How Should No Child Left Behind (NCLB) Be Evaluated
Since most current literature deems it necessary to evaluate the No Child Left Behind policy immediately or as soon as possible, the next question that should be addressed is how is the policy going to be evaluated? There are several options and these options could come from either the state or federal level. The evaluation process should look at the area of need and disparity first and then evaluate the processes that caused weaknesses or failure within the policy.

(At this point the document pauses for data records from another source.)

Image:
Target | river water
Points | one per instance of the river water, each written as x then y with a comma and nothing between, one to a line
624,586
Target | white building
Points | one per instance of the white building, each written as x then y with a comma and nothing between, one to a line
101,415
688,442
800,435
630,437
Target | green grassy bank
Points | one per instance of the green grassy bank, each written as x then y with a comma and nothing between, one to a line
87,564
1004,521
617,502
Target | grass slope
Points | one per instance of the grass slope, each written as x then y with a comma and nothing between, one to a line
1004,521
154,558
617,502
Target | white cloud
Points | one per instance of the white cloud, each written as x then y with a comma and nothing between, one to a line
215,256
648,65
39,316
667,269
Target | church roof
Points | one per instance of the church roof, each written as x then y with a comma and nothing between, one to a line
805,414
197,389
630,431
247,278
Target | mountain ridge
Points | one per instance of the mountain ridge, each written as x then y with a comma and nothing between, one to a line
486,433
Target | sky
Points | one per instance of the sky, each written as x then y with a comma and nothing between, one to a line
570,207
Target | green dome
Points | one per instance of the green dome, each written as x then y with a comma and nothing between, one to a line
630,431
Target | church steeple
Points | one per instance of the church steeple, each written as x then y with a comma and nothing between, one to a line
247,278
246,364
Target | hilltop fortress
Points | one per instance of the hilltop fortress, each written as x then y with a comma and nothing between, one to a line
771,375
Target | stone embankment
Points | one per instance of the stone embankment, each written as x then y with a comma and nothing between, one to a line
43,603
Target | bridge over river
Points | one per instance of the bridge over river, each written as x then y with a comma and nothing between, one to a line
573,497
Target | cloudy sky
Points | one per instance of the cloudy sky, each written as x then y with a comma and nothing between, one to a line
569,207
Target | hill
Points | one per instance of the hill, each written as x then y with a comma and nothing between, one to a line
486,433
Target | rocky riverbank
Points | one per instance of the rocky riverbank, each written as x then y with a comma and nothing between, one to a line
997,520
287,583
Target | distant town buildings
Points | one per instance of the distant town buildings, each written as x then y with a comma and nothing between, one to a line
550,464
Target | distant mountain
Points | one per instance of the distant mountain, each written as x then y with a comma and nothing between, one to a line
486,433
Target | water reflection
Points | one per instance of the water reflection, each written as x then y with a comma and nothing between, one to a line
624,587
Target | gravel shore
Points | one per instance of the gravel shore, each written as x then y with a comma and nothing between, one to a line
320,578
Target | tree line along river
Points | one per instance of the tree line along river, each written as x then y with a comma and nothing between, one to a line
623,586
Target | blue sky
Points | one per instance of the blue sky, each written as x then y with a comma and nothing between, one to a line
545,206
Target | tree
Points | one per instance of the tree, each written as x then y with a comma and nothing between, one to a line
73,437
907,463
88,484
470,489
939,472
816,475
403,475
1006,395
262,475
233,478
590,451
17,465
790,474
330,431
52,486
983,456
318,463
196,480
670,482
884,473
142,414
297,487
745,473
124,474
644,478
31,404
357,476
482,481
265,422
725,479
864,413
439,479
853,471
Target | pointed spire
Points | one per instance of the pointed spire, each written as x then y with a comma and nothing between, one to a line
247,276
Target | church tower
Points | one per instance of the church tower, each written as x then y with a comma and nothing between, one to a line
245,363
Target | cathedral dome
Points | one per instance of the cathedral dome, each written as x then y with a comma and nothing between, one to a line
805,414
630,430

NCLB Evaluation at All Levels
Sunderman (2007) argues that the No Child Left Behind Policy should be evaluated on all levels. He especially wants the evaluation to include the core of the issues of the policy. This, according to the author, is how the students are evaluated and how the results of the evaluations are interpreted. He feels that without realistic testing and evaluation, the results are mute and will steer districts and states to make drastic decisions based on erroneous reporting and unrealistic goals. Once this is established, Sunderman believes that an upward evaluation of the policy can be readjusted with realistic goals and achievable standards.
Evaluated from the Bottom Up
The NCLB Roundtable (2008) agrees with Sunderman and states that the policy should be evaluated from the bottom up. This will allow the states and districts to have proper and realistic data to make informed decisions of whether the students of a particular district or school have made progress from the previous year. They argue that the students should be assessed by using formative assessment methods and other classroom data, not just standardized tests. They continue to say that one standardized test does not give the teacher or administrators a true reading of student growth or achievement.
Focus on What Works
Slavin (2006) puts out an idea that No Child Left Behind should be evaluated and that the evaluation should focus on what works within the policy. The author would like to see what has been proven to be positive and workable in the policy and see other components that are weak or failing be removed or revised to provide more positive reinforcements to NCLB and other polices that are in place. The removal of failing components would leave administrators and policy makers with more leeway and support for the components that are proven to be successful.